For each file, the benchmark script runs 4 benchmarks:
root -l -q -b "mybenchmarks.C(\"$1\", Prefetching::STANDARD, $CACHESIZE_100)";
root -l -q -b "mybenchmarks.C(\"$1\", Prefetching::STANDARD, $CACHESIZE_ZERO)";
root -l -q -b "mybenchmarks.C(\"$1\", Prefetching::ASYNC, $CACHESIZE_100)";
root -l -q -b "mybenchmarks.C(\"$1\", Prefetching::ASYNC, $CACHESIZE_ZERO)";
i.e. alternating between reads with standard or async prefetch and using a TTreeCache of either 100mb or 0.
For the benchmarks, all entries of the Tree are read, in entry-wise order. i.e. The first entry of all branches will be read, then the second entry of all branches, etc.
The benchmark macro produces pretty output of the measurements, however multiple outputs of the benchmarks can be saved to a file, out.txt
and the avg.sh
script can be used like ./avg.sh out.txt
to parse the pretty printed output and calculate the average times for the benchmarks.

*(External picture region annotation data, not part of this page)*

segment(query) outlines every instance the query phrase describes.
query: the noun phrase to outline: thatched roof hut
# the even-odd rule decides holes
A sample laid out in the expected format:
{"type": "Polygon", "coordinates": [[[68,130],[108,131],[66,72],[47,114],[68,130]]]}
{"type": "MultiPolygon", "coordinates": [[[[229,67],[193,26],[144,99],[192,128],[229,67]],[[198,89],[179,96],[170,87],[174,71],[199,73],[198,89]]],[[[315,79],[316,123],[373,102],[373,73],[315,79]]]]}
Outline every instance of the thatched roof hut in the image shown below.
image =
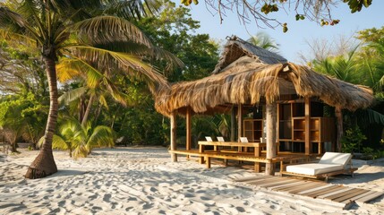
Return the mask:
{"type": "Polygon", "coordinates": [[[224,46],[224,51],[212,73],[220,73],[224,68],[243,56],[248,56],[252,62],[267,64],[287,62],[286,58],[274,52],[254,46],[236,36],[233,36],[232,38],[228,38],[228,41],[224,46]]]}
{"type": "MultiPolygon", "coordinates": [[[[299,96],[304,99],[304,110],[300,118],[301,127],[296,127],[299,128],[297,131],[294,130],[296,121],[291,117],[289,120],[292,124],[286,126],[287,131],[291,131],[288,132],[291,135],[283,139],[286,139],[288,143],[294,141],[304,142],[306,155],[311,153],[312,143],[316,140],[319,140],[317,152],[320,153],[320,142],[333,139],[329,134],[327,138],[325,135],[321,136],[322,141],[320,140],[320,127],[322,131],[325,126],[318,125],[316,132],[311,130],[311,98],[336,108],[337,149],[338,151],[341,150],[340,140],[343,131],[341,109],[365,108],[373,101],[372,90],[367,87],[354,85],[318,73],[306,66],[286,62],[284,57],[277,54],[252,46],[237,38],[232,38],[226,44],[212,75],[194,82],[176,82],[170,88],[158,90],[156,95],[155,107],[158,112],[170,117],[171,154],[173,160],[176,161],[175,119],[177,115],[186,116],[185,148],[189,151],[192,142],[191,118],[193,114],[214,114],[232,110],[231,140],[235,141],[235,110],[237,109],[237,134],[238,141],[240,141],[242,135],[245,135],[245,130],[242,125],[243,105],[262,104],[265,108],[266,133],[264,135],[263,128],[263,131],[258,133],[257,138],[255,138],[254,131],[256,130],[252,128],[251,131],[253,134],[251,135],[253,142],[257,141],[259,137],[262,139],[265,136],[266,159],[271,159],[276,157],[276,143],[279,138],[277,135],[279,128],[277,128],[277,123],[279,122],[277,101],[285,100],[283,95],[290,95],[287,96],[288,98],[299,96]],[[294,125],[292,126],[292,125],[294,125]],[[244,133],[243,133],[242,131],[244,133]]],[[[291,116],[293,116],[293,109],[291,109],[291,116]]],[[[325,122],[325,118],[323,118],[323,122],[325,122]]],[[[325,125],[327,125],[327,123],[325,125]]],[[[283,125],[283,126],[285,125],[283,125]]],[[[316,125],[313,127],[316,128],[316,125]]],[[[329,128],[331,127],[329,126],[329,128]]],[[[324,133],[326,133],[327,131],[324,130],[324,133]]],[[[284,142],[285,140],[282,141],[283,143],[285,143],[284,142]]],[[[255,169],[259,169],[256,168],[257,165],[255,162],[255,169]]],[[[273,174],[273,167],[271,163],[266,164],[267,175],[273,174]]]]}
{"type": "Polygon", "coordinates": [[[176,82],[156,97],[156,108],[169,116],[230,110],[232,104],[267,104],[280,95],[318,98],[339,108],[355,110],[369,107],[372,90],[324,74],[306,66],[287,63],[277,54],[243,40],[230,40],[213,74],[194,82],[176,82]],[[224,67],[224,68],[223,68],[224,67]]]}

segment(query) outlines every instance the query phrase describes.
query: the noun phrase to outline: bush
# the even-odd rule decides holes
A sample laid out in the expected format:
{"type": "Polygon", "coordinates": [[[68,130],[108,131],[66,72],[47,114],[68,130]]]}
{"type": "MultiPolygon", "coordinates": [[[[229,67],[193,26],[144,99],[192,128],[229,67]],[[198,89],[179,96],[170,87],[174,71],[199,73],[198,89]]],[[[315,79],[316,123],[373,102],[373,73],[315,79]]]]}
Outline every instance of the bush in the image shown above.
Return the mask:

The average results of the benchmarks on a ~7gb remote file, with 10k events and 2k branches, accessed through HTTP, can be seen below:
Read REMOTE file with STANDARD prefetch and CACHE SIZE 100000000
------------------------------------------------
Avg RES memory: 212094 KB
Avg REAL time : 152,9
Avg CPU time : 86
Read 7238513179 bytes in 104 transactions
Read REMOTE file with ASYNC prefetch and CACHE SIZE 100000000
------------------------------------------------
Avg RES memory: 280228 KB
Avg REAL time : 92,5833
Avg CPU time : 89,5833
Read 7238513179 bytes in 104 transactions
Read REMOTE file with STANDARD prefetch and CACHE SIZE 0
------------------------------------------------
Avg RES memory: 129272 KB
Avg REAL time : 3944,67
Avg CPU time : 568
Read 7238513277 bytes in 202004 transactions
Read REMOTE file with ASYNC prefetch and CACHE SIZE 0
------------------------------------------------
Avg RES memory: 155450 KB
Avg REAL time : 4507,5
Avg CPU time : 881,5
Read 7238513277 bytes in 202004 transactions
It is obvious that using a ROOT Tree Cache is better than not using one at all. Reading a remote file with asynchronous prefetching is faster than with standard prefetching, but it uses a bit more memory.